Echoing these sentiments was representative Ira Hersey (R) of Maine who described how:

 God-intended [America] to be the home of a great people. English-speaking—a white race with great ideals, the Christian religion, one race, one country, one destiny.

Reflecting on this history, a recent amicus wrote this in response to Trump’s executive order:

“In no case since the Chinese Exclusion cases has the Supreme Court blessed the sort of discriminatory immigration rule at issue there.”

Perhaps most poignant in Martin Mary’s analysis of this era was the statement from ex-Presbyterian sociologist E.A. Ross, who offered a psychologically profound theory for this brand of resentment:

Resentment is a species of hostility springing from menace to the mirrored self.

Whatever the issues are, I can only image they are deeply rooted and not likely to change based on a few thousand disgruntled protestors or anti-free speech rioters living at home with their moms.

As part of a failed system, the powers that be will surely insulate themselves from the noise of criticism.

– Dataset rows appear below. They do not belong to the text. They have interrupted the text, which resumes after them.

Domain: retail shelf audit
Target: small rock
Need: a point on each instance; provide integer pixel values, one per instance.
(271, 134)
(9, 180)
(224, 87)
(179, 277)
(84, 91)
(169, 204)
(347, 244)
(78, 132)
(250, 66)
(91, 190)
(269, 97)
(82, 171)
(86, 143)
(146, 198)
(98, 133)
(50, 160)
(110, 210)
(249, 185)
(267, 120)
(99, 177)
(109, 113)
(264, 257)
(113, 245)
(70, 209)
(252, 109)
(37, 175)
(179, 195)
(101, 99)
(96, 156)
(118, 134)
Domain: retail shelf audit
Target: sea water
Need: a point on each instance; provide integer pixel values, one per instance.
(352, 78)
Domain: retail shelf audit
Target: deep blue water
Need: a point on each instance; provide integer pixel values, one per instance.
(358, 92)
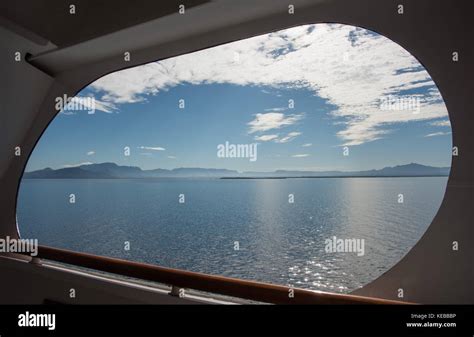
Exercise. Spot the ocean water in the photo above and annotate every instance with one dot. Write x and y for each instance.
(279, 242)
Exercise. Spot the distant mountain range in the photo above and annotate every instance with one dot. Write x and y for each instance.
(114, 171)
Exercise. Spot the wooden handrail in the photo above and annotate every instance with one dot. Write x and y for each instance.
(251, 290)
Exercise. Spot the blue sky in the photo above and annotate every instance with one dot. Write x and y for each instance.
(337, 76)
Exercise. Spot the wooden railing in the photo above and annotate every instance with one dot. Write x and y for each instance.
(250, 290)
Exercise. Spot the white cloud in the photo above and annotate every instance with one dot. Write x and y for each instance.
(435, 134)
(272, 120)
(265, 138)
(152, 148)
(441, 123)
(351, 68)
(288, 138)
(76, 165)
(302, 155)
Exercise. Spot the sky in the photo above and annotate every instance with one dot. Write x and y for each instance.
(305, 95)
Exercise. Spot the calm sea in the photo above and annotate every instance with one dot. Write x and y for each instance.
(277, 241)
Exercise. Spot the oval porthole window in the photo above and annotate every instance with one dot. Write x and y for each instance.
(314, 156)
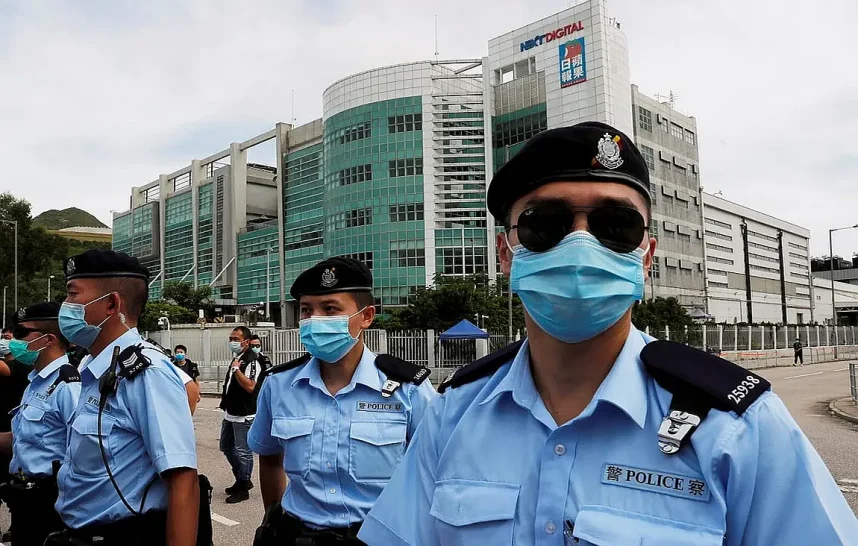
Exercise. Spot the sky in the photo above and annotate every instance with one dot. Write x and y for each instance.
(97, 96)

I personally find it easier to ignore the content of a person’s protestations when their noise becomes amplified. I find the mind to suffer great inertia when contained in areas polluted by excessive noise. This is perhaps why clubs, bars, and sporting events attract a certain type of person, while libraries do not. But I digress.

In the Epistle to the Hebrews (chapter 13), the author corresponds the dynamic character of love from verse 1 to the new mode of sharing in verse 2, characterized by “hospitality to strangers and ministry to those who have been imprisoned or mistreated.” p. 511. Their is no need to reiterate the lessons in Genesis where angels arrived at the front doors of saints; or, the lessons of Matthew 25 that show the Lord will hide within the veils of poverty; or, remind you how the hospitality of the Shunammite woman who kept the company of Elisha was reward with sustenance and miracles of resurrection. What I will says is that perhaps more importantly the Christian community has an opportunity now to be that salt and light in times of stridency and division; if for no other reason, than to entertain angels.

I leave you with this from Marty-

The final destiny of the country is still in suspense, and it is unable to foretell what tomorrow will be its very soul.